The immediate, short-term efforts for justice - legal justice, trauma healing workshops, documentation of violence - are crucial steps for building peace, but the sustainability of such a peace will depend on long-term measures that target the next generation.

This is where collective memory and education come in. Responding to a much-felt need to use education for coexistence, in 1996, the UNESCO Commission on Education developed an interesting approach titled, 'Learning to Live Together'. This approach involves developing an understanding of others and their history, traditions and spiritual values and, "on this basis, create a new spirit which, guided by recognition of our interdependence, would induce people to manage inevitable conflict in a peaceful way".

Peace education can play an important role in preventing the transfer of hate, fear and prejudice from one generation to the next by:

  • addressing the horrors of past violence;

  • promoting the values of human dignity, non-violence and pluralism;

  • developing the skills necessary to rebuild fractured relationships; and,

  • developing a respect for the differences in faith and political perspectives.

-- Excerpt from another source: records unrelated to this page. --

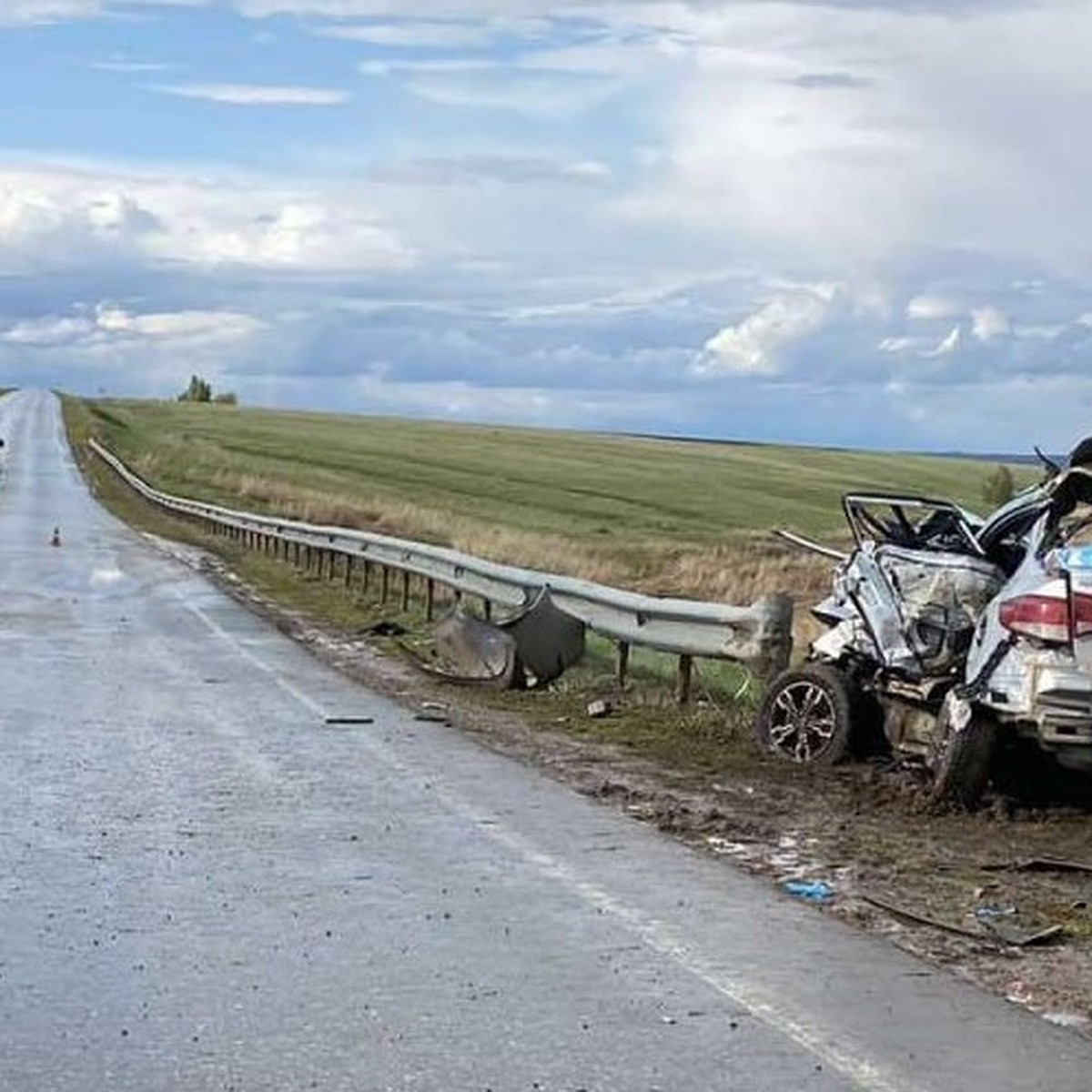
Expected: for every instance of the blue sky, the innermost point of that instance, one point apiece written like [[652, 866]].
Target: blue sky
[[842, 223]]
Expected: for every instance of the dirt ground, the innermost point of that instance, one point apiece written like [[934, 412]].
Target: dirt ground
[[862, 829]]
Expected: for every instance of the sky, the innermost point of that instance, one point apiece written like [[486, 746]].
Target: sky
[[856, 224]]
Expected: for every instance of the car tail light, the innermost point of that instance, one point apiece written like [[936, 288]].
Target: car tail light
[[1043, 617], [1082, 615]]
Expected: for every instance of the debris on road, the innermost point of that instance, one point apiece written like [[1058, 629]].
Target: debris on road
[[432, 718], [530, 649], [915, 918], [1037, 865], [809, 890]]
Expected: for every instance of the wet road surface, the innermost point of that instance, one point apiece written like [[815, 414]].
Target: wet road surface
[[206, 887]]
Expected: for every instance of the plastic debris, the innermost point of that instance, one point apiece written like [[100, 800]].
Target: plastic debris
[[809, 890]]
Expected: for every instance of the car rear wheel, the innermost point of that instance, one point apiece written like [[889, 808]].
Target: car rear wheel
[[806, 715]]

It is a "forward-looking" exercise - of envisioning a future where coexistence and cooperation replace the current phenomenon of segregation in housing and education. An important strategy in this respect is the mainstreaming of peace education in formal and informal educational settings in Gujarat.

Today, through segregation and curriculum content, education is being used in Gujarat to deepen prejudice and fuel animosity. For example, a Class IX Social Studies textbook, in a section titled 'Problems of the Country and their Solutions', categorizes Muslims, Christians and Parsees as "foreigners". Elsewhere, Islam is associated with "aggression and invasion".

In such a context, the need for peace education programs cannot be emphasized enough. They are particularly relevant for those schools that are now segregated. Peace education should be a goal not only for the Muslim children who have been forced to leave their homes and now live in resettlement colonies, but also for the Hindu children who continue to live in the villages and towns from which Muslims have fled.

In addition, a safe physical space needs to be created for Hindu and Muslim children to come together. Opportunities need to be identified to facilitate informal, social interaction between youth from the two communities. For instance, kite-flying festivals - known to have caused communal skirmishes in Gujarat in the past - could be reclaimed as an informal space for children from the two communities.